Mariano & the whales
The expedition starts at six o’clock in the morning and we sail across Banderas Bay, Nayarit, Mexico, in search of the “Megaptera novaeangliae”, better known as the humpback whale.
We want to see this cetacean that descends from Alaska to the warm waters of Jalisco and Nayarit between December and March, although the humpback whale is found in various parts of the world.
Our captain is Mariano, a talkative fisherman from Las Animas, who proudly boasts of having learned English because as a child he was frustrated at not being able to communicate with strangers who arrived.
Today Mariano is 55 years old, he moves the helm of “Sarita”, speaks English and is a humble captain who found his life’s passion in the sea.
Almost two hours have passed since we left the mainland and there is no sign of whales. I begin to think that once again I will be left with the desire to observe this enormous mammal that can measure up to 16 metres and can weigh 36,000 kilos.
Suddenly, Mariano shouts: “There she is!”
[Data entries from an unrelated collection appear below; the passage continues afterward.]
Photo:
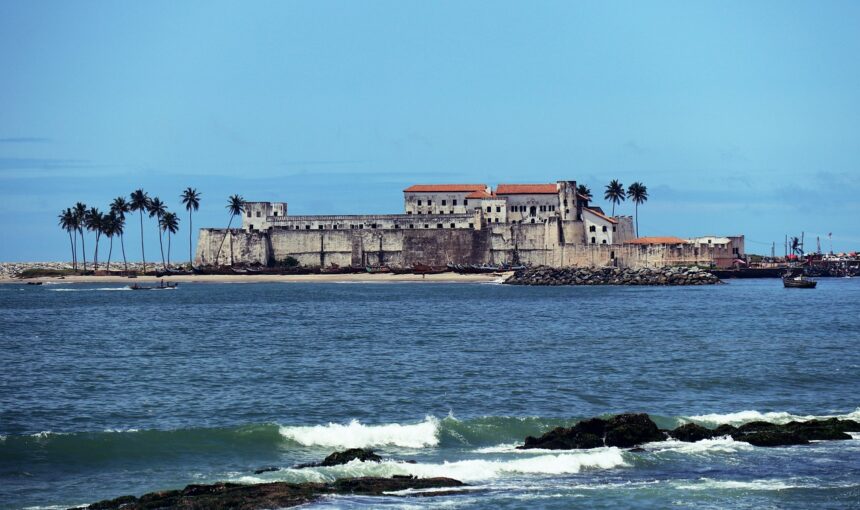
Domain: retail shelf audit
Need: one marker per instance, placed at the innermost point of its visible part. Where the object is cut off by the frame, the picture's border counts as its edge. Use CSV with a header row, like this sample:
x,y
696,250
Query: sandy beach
x,y
306,278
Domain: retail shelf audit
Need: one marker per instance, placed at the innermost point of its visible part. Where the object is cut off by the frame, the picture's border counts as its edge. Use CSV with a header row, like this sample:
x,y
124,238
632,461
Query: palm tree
x,y
118,208
94,220
191,200
109,229
614,193
236,206
67,223
583,190
157,210
170,224
638,193
140,202
80,211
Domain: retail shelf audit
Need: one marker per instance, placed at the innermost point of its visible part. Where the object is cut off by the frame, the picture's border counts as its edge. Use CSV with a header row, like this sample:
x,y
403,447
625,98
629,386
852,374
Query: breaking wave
x,y
471,470
356,435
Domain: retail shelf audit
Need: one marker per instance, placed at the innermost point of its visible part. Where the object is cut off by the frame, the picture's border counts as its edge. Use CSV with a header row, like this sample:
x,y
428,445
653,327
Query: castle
x,y
548,224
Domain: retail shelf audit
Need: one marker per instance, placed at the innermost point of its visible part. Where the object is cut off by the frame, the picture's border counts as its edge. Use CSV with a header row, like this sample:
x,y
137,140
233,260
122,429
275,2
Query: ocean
x,y
106,392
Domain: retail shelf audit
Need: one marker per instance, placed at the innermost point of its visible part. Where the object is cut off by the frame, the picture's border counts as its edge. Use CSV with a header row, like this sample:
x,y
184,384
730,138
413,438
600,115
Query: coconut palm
x,y
236,206
157,210
583,190
80,211
638,193
170,224
118,208
614,193
93,221
140,202
67,223
191,200
109,230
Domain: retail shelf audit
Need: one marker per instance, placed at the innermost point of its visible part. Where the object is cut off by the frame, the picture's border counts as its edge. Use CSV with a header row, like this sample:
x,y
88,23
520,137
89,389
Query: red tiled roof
x,y
433,188
526,189
601,215
657,240
481,194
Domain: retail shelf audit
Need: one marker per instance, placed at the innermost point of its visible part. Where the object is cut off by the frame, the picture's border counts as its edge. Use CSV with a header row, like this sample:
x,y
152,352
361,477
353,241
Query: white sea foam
x,y
742,417
357,435
471,470
723,444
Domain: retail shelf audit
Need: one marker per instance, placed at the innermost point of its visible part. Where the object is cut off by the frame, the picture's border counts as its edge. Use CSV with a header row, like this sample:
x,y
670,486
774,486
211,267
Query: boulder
x,y
691,432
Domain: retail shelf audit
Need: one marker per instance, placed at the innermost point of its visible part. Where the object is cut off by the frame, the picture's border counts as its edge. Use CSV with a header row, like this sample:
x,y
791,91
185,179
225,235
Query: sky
x,y
740,117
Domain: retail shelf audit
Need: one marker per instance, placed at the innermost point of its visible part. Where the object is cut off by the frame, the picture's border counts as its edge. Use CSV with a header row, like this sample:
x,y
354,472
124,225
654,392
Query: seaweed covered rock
x,y
623,431
220,496
691,432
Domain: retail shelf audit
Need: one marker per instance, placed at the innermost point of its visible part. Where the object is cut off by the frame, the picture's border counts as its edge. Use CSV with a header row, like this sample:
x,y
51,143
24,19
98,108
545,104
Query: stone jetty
x,y
545,275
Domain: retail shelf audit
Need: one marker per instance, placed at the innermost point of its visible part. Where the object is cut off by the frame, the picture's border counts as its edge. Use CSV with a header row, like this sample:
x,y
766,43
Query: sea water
x,y
105,393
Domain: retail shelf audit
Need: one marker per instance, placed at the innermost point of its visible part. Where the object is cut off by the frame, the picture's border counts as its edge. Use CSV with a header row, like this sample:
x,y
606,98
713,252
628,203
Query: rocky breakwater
x,y
545,275
280,494
631,430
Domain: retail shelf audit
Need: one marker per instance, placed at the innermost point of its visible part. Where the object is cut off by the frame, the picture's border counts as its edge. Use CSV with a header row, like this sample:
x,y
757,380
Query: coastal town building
x,y
545,223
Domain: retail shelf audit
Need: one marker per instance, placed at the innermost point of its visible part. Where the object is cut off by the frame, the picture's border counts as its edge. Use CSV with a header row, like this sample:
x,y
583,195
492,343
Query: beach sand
x,y
265,278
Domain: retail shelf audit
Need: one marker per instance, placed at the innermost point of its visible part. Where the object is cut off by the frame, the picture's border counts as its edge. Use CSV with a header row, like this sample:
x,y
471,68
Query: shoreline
x,y
292,278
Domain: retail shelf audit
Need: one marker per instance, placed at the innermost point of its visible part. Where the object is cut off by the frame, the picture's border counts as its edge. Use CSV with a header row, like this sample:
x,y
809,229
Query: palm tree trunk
x,y
218,253
637,220
122,245
84,249
110,252
161,244
142,252
72,246
96,254
190,231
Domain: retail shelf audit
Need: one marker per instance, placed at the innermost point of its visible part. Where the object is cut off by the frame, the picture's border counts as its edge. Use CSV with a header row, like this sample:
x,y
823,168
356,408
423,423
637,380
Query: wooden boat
x,y
377,269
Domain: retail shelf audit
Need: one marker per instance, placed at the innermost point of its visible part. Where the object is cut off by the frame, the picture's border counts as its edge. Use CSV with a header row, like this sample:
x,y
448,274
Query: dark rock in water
x,y
338,458
626,430
691,433
267,495
775,437
725,430
623,431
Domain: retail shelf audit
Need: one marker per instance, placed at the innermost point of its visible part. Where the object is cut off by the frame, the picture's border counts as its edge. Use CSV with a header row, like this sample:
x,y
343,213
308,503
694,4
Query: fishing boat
x,y
796,280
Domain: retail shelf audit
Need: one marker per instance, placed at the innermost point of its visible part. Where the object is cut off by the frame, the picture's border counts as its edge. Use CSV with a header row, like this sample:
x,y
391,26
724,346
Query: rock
x,y
338,458
690,433
627,430
268,495
773,437
623,431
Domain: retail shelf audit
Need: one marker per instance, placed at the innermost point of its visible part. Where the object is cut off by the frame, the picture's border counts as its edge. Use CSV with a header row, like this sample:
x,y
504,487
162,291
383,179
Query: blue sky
x,y
740,117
A pectoral fin hits the surface of the sea hard and elegantly a black silhouette with white dots emerges and soon attracts another one. It is a female whale and her calf, Don Mariano tells us.
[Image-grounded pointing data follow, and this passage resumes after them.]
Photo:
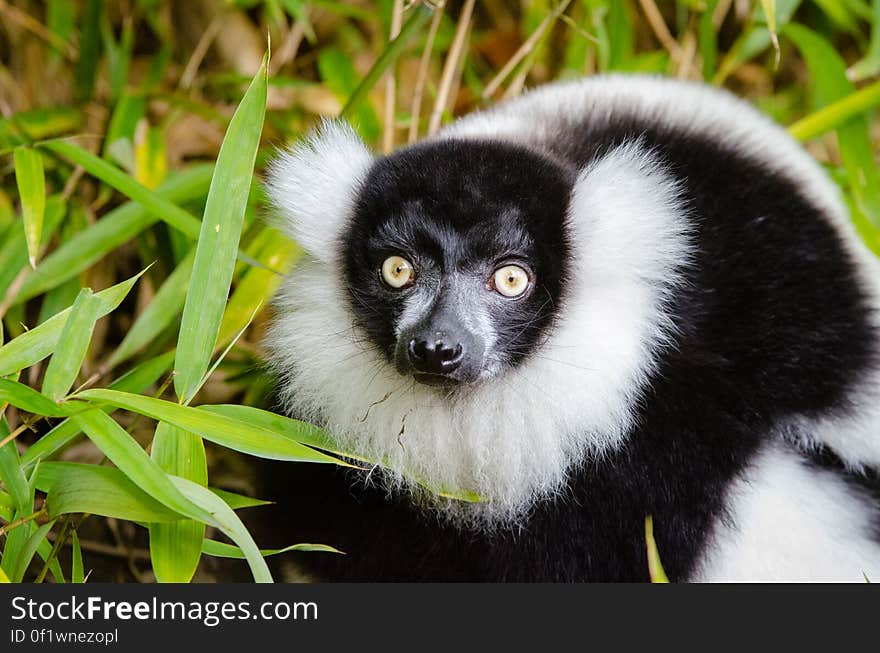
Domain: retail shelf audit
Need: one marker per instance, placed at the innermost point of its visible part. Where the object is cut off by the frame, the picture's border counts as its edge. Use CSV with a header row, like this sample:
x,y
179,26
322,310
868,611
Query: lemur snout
x,y
435,356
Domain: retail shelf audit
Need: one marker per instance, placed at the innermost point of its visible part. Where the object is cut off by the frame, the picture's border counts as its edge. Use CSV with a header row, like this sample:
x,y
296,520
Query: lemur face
x,y
455,258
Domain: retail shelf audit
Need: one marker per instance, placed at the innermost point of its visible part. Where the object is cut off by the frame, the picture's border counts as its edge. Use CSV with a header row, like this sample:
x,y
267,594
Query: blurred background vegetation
x,y
149,87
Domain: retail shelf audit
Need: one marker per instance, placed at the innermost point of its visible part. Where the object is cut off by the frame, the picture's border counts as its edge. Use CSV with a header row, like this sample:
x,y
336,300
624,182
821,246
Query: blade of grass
x,y
73,343
77,574
176,548
137,380
181,495
229,523
223,550
29,551
12,475
168,212
220,429
655,567
14,254
315,437
219,237
26,398
421,13
31,181
97,490
836,114
161,313
856,149
38,343
116,228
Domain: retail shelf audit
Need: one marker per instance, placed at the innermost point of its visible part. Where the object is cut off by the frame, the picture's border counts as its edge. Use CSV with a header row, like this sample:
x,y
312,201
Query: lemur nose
x,y
435,356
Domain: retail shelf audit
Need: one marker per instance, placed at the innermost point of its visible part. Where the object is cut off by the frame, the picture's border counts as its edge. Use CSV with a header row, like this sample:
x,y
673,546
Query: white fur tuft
x,y
313,184
791,522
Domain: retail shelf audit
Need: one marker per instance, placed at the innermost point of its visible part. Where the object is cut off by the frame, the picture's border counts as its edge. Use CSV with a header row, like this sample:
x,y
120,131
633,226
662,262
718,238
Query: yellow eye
x,y
510,280
397,272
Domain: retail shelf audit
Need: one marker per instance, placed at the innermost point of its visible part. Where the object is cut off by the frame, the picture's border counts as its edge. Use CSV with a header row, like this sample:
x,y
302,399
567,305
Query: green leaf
x,y
113,230
167,211
105,491
38,343
138,380
77,574
754,40
224,550
218,240
241,436
318,438
13,251
301,432
124,451
161,313
655,567
238,501
73,343
181,495
175,548
30,549
31,181
28,399
337,70
90,51
229,523
12,475
837,113
831,84
258,285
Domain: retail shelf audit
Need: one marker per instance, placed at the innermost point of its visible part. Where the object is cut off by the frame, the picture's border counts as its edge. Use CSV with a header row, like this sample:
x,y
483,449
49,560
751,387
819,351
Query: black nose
x,y
435,356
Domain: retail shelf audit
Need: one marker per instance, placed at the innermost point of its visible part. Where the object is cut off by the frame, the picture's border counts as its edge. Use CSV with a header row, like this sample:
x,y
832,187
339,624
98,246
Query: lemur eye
x,y
510,280
397,272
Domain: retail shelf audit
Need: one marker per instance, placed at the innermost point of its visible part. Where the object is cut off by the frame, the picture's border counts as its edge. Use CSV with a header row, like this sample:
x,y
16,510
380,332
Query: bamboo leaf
x,y
218,240
29,550
229,523
97,490
124,451
31,181
73,344
77,574
28,399
167,211
655,567
856,149
223,550
136,380
116,228
12,474
220,429
160,314
38,343
175,548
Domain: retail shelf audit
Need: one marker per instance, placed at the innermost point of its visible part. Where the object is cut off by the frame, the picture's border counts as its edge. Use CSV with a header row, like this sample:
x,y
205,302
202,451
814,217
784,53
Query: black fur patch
x,y
461,207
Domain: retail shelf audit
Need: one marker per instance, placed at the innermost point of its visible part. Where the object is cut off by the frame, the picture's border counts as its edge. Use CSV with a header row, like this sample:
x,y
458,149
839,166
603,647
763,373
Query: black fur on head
x,y
457,211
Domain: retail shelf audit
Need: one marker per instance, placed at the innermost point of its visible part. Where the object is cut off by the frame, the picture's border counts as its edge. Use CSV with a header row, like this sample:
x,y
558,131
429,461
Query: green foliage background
x,y
129,136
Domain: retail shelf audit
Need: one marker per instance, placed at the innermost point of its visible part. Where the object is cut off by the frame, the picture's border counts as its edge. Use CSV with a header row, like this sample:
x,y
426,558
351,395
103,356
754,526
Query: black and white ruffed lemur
x,y
610,298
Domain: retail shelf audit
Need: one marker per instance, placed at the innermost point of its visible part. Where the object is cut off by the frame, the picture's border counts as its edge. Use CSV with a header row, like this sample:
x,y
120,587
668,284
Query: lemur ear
x,y
313,185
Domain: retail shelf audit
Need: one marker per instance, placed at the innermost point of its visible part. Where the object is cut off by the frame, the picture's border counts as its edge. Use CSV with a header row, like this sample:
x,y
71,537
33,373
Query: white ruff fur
x,y
514,439
693,108
790,522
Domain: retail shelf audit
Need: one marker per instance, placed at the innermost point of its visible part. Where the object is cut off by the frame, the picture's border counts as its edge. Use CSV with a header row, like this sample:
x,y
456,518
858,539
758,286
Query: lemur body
x,y
684,326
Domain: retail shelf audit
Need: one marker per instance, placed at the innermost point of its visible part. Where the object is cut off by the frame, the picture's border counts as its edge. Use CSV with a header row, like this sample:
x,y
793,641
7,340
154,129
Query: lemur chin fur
x,y
606,299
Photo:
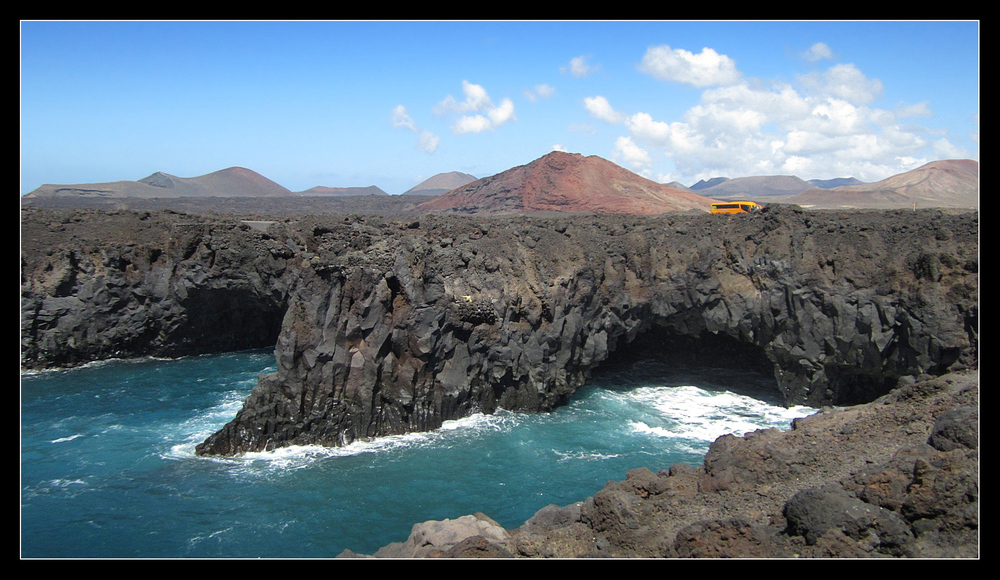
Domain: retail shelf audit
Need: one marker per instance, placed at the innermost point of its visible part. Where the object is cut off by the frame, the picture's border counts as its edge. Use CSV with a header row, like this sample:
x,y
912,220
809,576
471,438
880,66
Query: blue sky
x,y
359,103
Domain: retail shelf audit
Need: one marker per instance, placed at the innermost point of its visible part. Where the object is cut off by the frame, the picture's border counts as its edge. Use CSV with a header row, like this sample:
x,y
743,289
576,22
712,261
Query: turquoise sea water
x,y
108,467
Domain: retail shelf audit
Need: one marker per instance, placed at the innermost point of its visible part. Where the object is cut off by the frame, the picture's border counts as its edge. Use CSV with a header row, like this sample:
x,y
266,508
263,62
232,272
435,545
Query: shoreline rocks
x,y
897,477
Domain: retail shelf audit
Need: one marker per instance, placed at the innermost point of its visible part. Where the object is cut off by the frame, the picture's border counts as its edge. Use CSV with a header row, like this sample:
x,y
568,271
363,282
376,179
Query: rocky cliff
x,y
385,325
898,477
394,327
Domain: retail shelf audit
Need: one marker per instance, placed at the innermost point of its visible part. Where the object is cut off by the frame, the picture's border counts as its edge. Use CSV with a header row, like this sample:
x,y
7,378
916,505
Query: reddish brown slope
x,y
566,182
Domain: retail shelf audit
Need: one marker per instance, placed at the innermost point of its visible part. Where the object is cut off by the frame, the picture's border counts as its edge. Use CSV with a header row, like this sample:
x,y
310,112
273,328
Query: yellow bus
x,y
735,207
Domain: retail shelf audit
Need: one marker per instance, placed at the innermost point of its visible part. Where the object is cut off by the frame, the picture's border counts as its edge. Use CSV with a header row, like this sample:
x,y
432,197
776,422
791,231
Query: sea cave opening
x,y
708,360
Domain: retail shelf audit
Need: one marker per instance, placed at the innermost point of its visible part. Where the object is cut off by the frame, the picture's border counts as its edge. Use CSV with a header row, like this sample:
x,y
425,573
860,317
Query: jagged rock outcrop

Minutes later, a huge tail comes into view, a sign that the whale will go down to the depths and in less than ten minutes it will return to the surface to breathe. We wait and then watch it jump.
Curiously, the males emit a complex song that lasts ten to twenty minutes and repeats for hours. Scientifically, the purpose of the song is unclear, but it seems to play a role in mating.
“With so many radars on ships, cruise ships and motorboats, it is difficult for the whales to hear the song now, there is too much noise in the sea,” says Mariano with the certainty that comes with age.
That day we saw seven whales and one of my many dreams came true.